Methoden der Präimplantationsdiagnostik

Die Präimplantationsdiagnostik bezeichnet jede Methode zur genetischen Untersuchung entwicklungsfähiger Zellen, bevor sie in den Körper der Frau eingebracht werden. Es wird die Polkörperdiagnostik (PKD) von der Präimplantationsdiagnostik im engeren Sinne (PID) unterschieden. Da Polkörper keine entwicklungsfähigen Zellen darstellen, ist die genetische Abklärung an aus Polkörpern gewonnener DNA nicht durch das Fortpflanzungsmedizingesetz aus dem Jahr 2015 reglementiert.

Polkörperdiagnostik (PKD)

Die PKD ist eine Untersuchungsmethode, mit der im Rahmen einer künstlichen Befruchtung eine indirekte Untersuchung der entnommenen Eizelle erfolgt. Bei Menschen entstehen durch die Reife- und Reduktionsteilung der Eizelle zwei bis drei Polkörper, die keine Bedeutung für die weitere embryonale Entwicklung haben und an der befruchteten Eizelle haften. Durch in-vitro Fertilisation (IVF) wird die Eizelle befruchtet. Vor der Verschmelzung von mütterlichem und väterlichem Vorkern (Syngamie) werden die Polkörper entnommen. Nach Vermehrung der DNA der Polkörper durch eine WGA (sog. Whole genome amplification), kann die DNA untersucht werden. Mit dieser Methode können sowohl Rückschlüsse auf chromosomale Fehlverteilungen in der Eizelle/Embryo erhalten werden als auch monogene Erkrankungen (vor allem maternal vererbte autosomal-dominante und X‑chromosomale Erkrankungen, u. U. auch autosomal-rezessive Erkrankungen) untersucht werden [21].

Präimplantationsdiagnostik (PID)

Die PID ist eine direkte Methode zur Untersuchung der genetischen Konstitution an einzelnen Blastomeren des Embryos im 8‑Zell Stadium am Tag 3 bzw. an den Trophektodermzellen am Tag 5 nach IVF. Diese Untersuchungsmethode ist seit dem 24. Februar 2015 in Österreich erlaubt. Die PID wird in Österreich ausschließlich an Zellen des Trophektoderms durchgeführt. Die Präimplantationsdiagnostik wird dabei zur Erkennung von Erbkrankheiten oder Chromosomenanomalien angewendet. Ziel der Untersuchung ist es, einen Embryo ohne nachweisbare Chromosomenanomalie bzw. ohne Risiko für die Entwicklung der familiär bekannten erblichen Erkrankung in die Gebärmutter der Frau einzupflanzen. Eine PID darf in Österreich nur in einer hierfür speziell zugelassenen Einrichtung durchgeführt werden. Parallel zur ärztlichen Aufklärung und Beratung in Bezug auf die medizinisch unterstützte Fortpflanzung ist vor der Durchführung einer PID eine umfassende Aufklärung und BeratungFootnote 1 durch einen in Humangenetik/medizinischer Genetik ausgebildeten Facharzt oder einen für das Indikationsgebiet zuständigen Facharzt vorgesehen. Eine PID ist nur zulässig, wenn auf Grund der genetischen Disposition zumindest eines Elternteils (z. B. ein Elternteil ist Träger einer Erbkrankheit) die ernste Gefahr besteht, dass es zu einer Fehl- oder Totgeburt oder zu einer schwerwiegenden Erbkrankheit des Kindes kommt. Die Bestimmung des Geschlechts im Rahmen einer Präimplantationsdiagnostik ist nur zulässig, wenn die Erbkrankheit geschlechtsabhängig ist [22].

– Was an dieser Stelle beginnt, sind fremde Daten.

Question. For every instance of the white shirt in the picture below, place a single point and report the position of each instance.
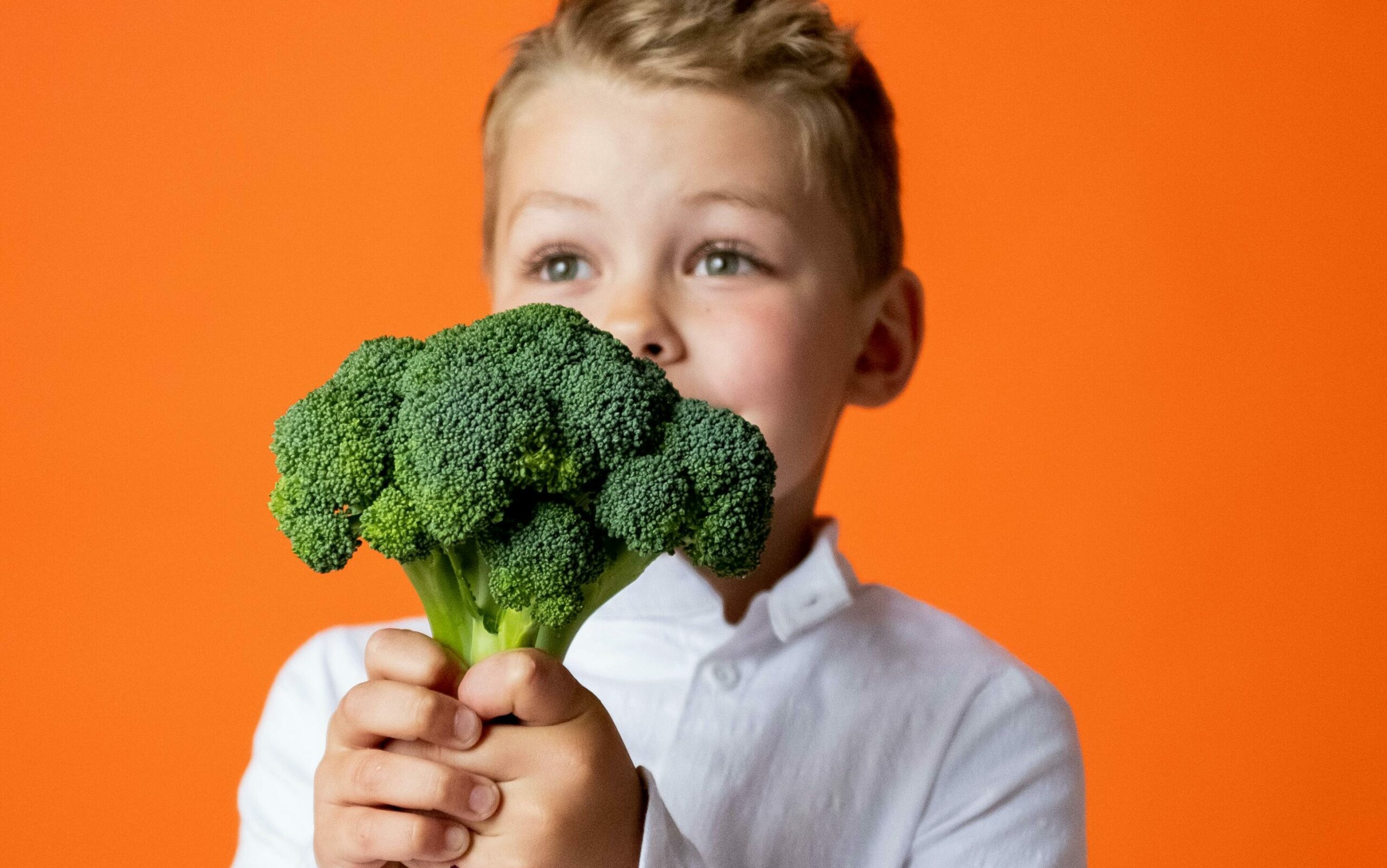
(838, 724)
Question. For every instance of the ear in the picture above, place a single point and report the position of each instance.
(895, 325)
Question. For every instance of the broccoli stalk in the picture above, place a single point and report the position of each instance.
(476, 627)
(522, 469)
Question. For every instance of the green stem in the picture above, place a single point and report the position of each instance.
(454, 586)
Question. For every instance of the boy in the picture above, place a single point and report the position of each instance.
(714, 182)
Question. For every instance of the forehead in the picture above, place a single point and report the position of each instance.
(608, 138)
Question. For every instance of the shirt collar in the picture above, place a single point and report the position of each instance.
(819, 587)
(670, 588)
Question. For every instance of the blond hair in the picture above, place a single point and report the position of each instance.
(784, 55)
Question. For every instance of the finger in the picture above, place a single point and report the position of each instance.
(385, 778)
(375, 710)
(526, 683)
(360, 834)
(411, 656)
(503, 755)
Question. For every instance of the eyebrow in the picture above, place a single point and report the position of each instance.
(747, 197)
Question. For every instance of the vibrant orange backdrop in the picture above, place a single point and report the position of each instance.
(1145, 450)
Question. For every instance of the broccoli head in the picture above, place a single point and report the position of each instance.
(522, 469)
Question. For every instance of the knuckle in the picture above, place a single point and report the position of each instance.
(367, 773)
(355, 702)
(362, 834)
(427, 706)
(439, 788)
(524, 669)
(419, 835)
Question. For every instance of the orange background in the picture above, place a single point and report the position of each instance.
(1145, 450)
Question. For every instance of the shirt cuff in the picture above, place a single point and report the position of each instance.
(662, 844)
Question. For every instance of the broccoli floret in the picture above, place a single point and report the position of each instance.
(522, 469)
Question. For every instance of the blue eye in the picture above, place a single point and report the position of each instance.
(559, 265)
(722, 262)
(726, 262)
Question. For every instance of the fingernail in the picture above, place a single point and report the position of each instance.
(457, 838)
(466, 726)
(482, 800)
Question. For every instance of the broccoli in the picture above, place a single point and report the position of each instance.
(522, 469)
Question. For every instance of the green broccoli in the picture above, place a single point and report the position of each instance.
(522, 469)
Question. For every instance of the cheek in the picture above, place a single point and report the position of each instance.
(780, 372)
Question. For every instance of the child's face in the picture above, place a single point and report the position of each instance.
(773, 331)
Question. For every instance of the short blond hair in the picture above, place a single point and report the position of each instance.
(784, 55)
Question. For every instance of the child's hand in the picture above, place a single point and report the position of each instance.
(571, 795)
(410, 695)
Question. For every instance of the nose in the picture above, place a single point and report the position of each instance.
(638, 318)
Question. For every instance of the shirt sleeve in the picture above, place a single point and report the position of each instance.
(1010, 787)
(662, 844)
(276, 792)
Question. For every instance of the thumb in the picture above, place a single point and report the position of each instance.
(526, 683)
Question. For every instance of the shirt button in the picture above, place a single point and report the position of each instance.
(724, 675)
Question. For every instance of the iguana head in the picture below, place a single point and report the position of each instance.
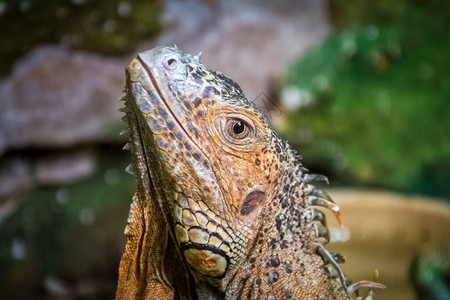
(218, 148)
(235, 193)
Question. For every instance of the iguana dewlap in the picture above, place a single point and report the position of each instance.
(223, 208)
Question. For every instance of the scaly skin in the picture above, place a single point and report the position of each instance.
(223, 206)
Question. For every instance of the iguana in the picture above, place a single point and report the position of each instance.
(223, 208)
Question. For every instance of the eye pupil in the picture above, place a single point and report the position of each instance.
(238, 127)
(171, 62)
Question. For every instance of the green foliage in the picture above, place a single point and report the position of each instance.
(430, 274)
(379, 113)
(109, 26)
(69, 234)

Angebot im Institut für Medizinische Genetik der MUW

Im Institut für Medizinische Genetik der Medizinischen Universität Wien bieten wir das gesamte Spektrum routinemäßiger zytogenetischer/molekularzytogenetischer als auch molekulargenetischer Untersuchungen an (Tab. 5).

Tab. 5 Angebot der genetischen Untersuchungen im Institut für Medizinische Genetik der Medizinischen Universität Wien

Bei allen Anforderungen ist die Indikationsstellung mit ausführlicher Beschreibung der Symptomatik, Angaben zu den Ergebnissen der apparativen bzw. laborchemischen Diagnostik sowie Angaben zur auffälligen bzw. unauffälligen Familienanamnese für die Auswertung der Daten von großer Bedeutung. Bei der Auswertung von CES- bzw. WES-Daten ist das Vorhandensein der maternalen und paternalen DNA zum Abgleich der identifizierten Veränderungen sehr wichtig. Diese sollten gleichzeitig mit der kindlichen DNA zugeschickt werden.